As a teacher/instructor I am getting this feeling that I am becoming overly-critical of how others prepare their lectures, prepare their materials, or do their teaching jobs.  This sounds horribly arrogant; I caught myself being critical yesterday when I reported on the various classes and seminars I attended in the past few days.  I am aware that I am becoming a curmudgeon in my old age and it is something I want to avoid at all cost, but I often wonder why people just plainly accept lousy teachers and sit through a class or seminar.  I have a lot of very good fellow teachers in our group (and then to think we are not professional, or I should say formally trained instructors); we all have our own style (thank God), but it is more about classes and lectures given by people outside the agency I work for.  Some of these courses have nothing to do with the subjects I generally teach; they even include some of the sermons I see at the church I visit.

One of my fellow teachers in the class for inspectors that he and I taught.
That my criticism may be off base and/or lead to (the perception of) arrogance became more apparent after talking with my supervisor and after reading reviews from various classes I taught and some of the classes that other people taught while I was observing.  They really loved the latest class that I was somewhat critical about (in my head but not vocally to the instructor, in particular since the reviews were very good).  I really wonder what I missed, but it appears that students were glad to learn more details on subjects they learned in a previous classes, in particular in preparation for the exam they have to take.  So yes, while we say that we don't teach them to take an exam, in reality we probably do, or that is what our students want us to do.
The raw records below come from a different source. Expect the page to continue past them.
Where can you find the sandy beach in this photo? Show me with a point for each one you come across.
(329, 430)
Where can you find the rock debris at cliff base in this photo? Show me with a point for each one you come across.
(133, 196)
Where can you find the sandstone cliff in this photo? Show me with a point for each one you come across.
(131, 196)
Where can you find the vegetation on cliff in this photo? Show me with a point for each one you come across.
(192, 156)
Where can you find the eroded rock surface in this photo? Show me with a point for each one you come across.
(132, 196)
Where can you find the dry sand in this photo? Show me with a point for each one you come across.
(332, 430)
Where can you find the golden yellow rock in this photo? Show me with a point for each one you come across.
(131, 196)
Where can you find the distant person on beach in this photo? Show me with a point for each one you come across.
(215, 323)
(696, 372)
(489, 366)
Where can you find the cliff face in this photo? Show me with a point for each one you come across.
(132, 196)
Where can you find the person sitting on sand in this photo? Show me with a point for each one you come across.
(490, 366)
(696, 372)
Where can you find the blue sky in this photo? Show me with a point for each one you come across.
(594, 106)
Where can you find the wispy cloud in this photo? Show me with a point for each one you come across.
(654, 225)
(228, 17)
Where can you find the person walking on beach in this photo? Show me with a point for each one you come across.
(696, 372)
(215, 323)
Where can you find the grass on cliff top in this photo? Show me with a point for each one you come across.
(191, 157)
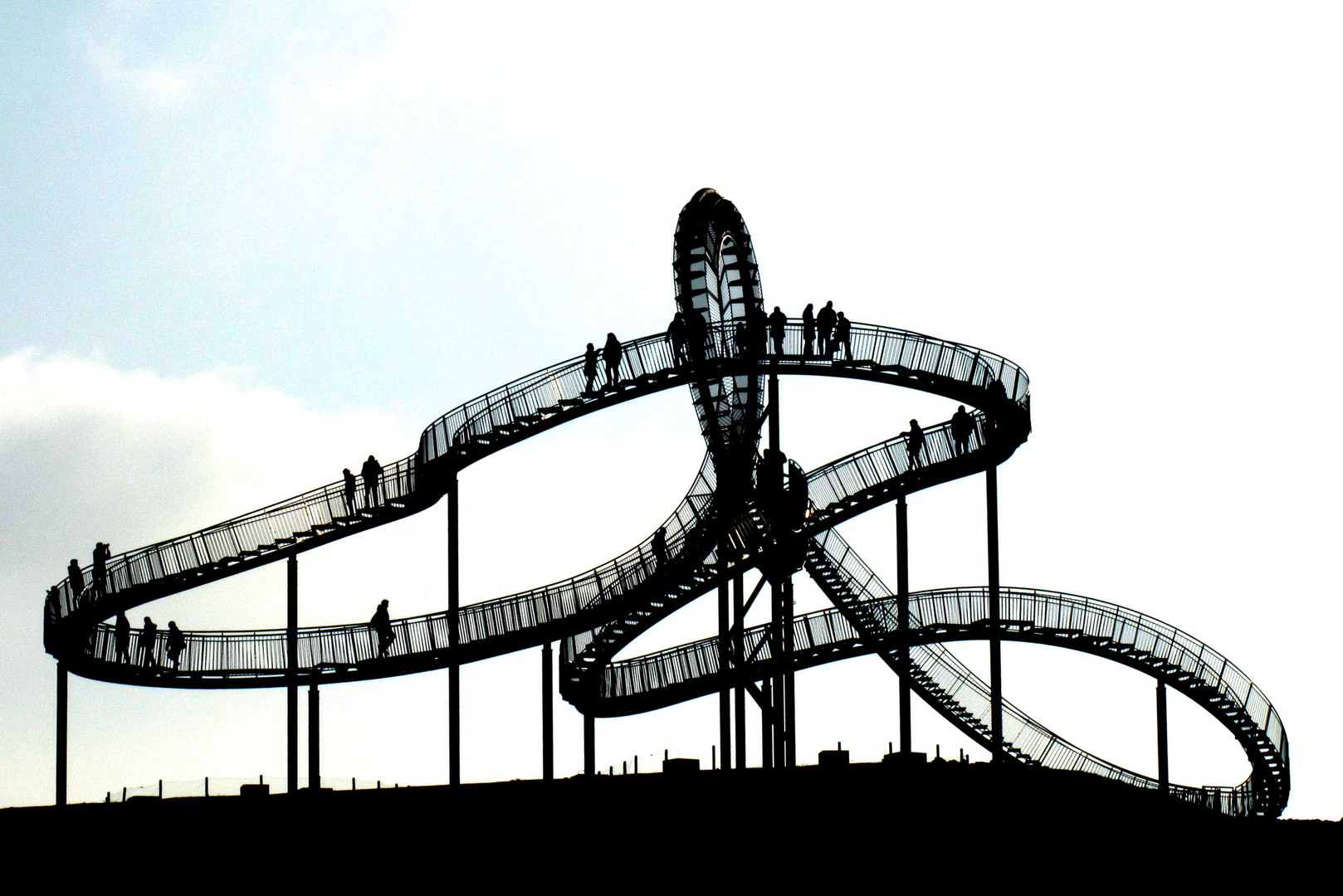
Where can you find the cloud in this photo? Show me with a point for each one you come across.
(156, 84)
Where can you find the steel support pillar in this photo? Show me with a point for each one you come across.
(724, 663)
(995, 642)
(291, 670)
(454, 670)
(315, 739)
(547, 712)
(903, 603)
(739, 655)
(62, 730)
(588, 744)
(1163, 768)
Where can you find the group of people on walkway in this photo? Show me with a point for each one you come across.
(823, 334)
(147, 644)
(372, 475)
Teaching is something I truly enjoy and talk about in my blog (look for the keyword/label: teaching or training).  I too tend to get very decent reviews and some not so good reviews (see the photo below; yes, there are always a clown or two in your class).  I take serous reviews seriously and try to learn from them, but these were somewhat rediculous.

The joker
The angry person
I am still not aware that I have an opinionated liberal agenda, other than on that specific day, I talked about evolution and the need to preserve trees.  However, I suspect this was the guy I asked to stop having very loud side conversations with some of his fellow students while I was teaching and others were trying to listen to me instead of to him.  So yes I do take reviews personal and try to learn from them.  Another one of my favorite positive reviews went something like this: "My supervisor forced me to come to this class.  I did not expect much, but I actually learned something."  I really do think there is a joker in every class I teach.

An online search on teaching strategies and instructional design brought my attention to a few things. Deborah Davis gives the following recommendations in here book: The Adult Learner’s Companion: A Guide for the Adult College Student:

  • Use the adult learner’s experience and knowledge as a basis from which to teach.
  • Show adult learners how this class will help them attain their goals.
  • Make all course and text material practical and relevant to the adult learner. 
  • Show adult learners the respect they deserve.
  • Adjust your teaching speed to meet the needs of the older learner.
  • Motivate adult learners to learn new information.

In his "Rapid Elearning Blog" Tom Kuhlmann gives five little nuggets:

  • Instructional design is more than just putting information in front of learners
  • Instructional design has clear goals and gets learners focused on the right things
  • Instructional design provides context and perspective
  • Instructional design compresses the learning process and saves time (this is probably the one I violate the most)
  • Instructional design engages learners with clear and meaningful content

I really like to do all these things in my class design and teaching; maybe subconsciously, but I try.  As I tell some of my students, "I have sat through classes that were so boring that I promised myself that if I ever had to give a talk or a class, I would never be like that."

I have two questions for the readers of my blog:

  1. Do you also notice that you've become overly critical (in a positive way) either with age or since you have become more seasoned in your job?
  2. If you are an adult educator or attend a lot of training classes, do your agree with the two bulleted lists above or are there any other bullets you would like to add?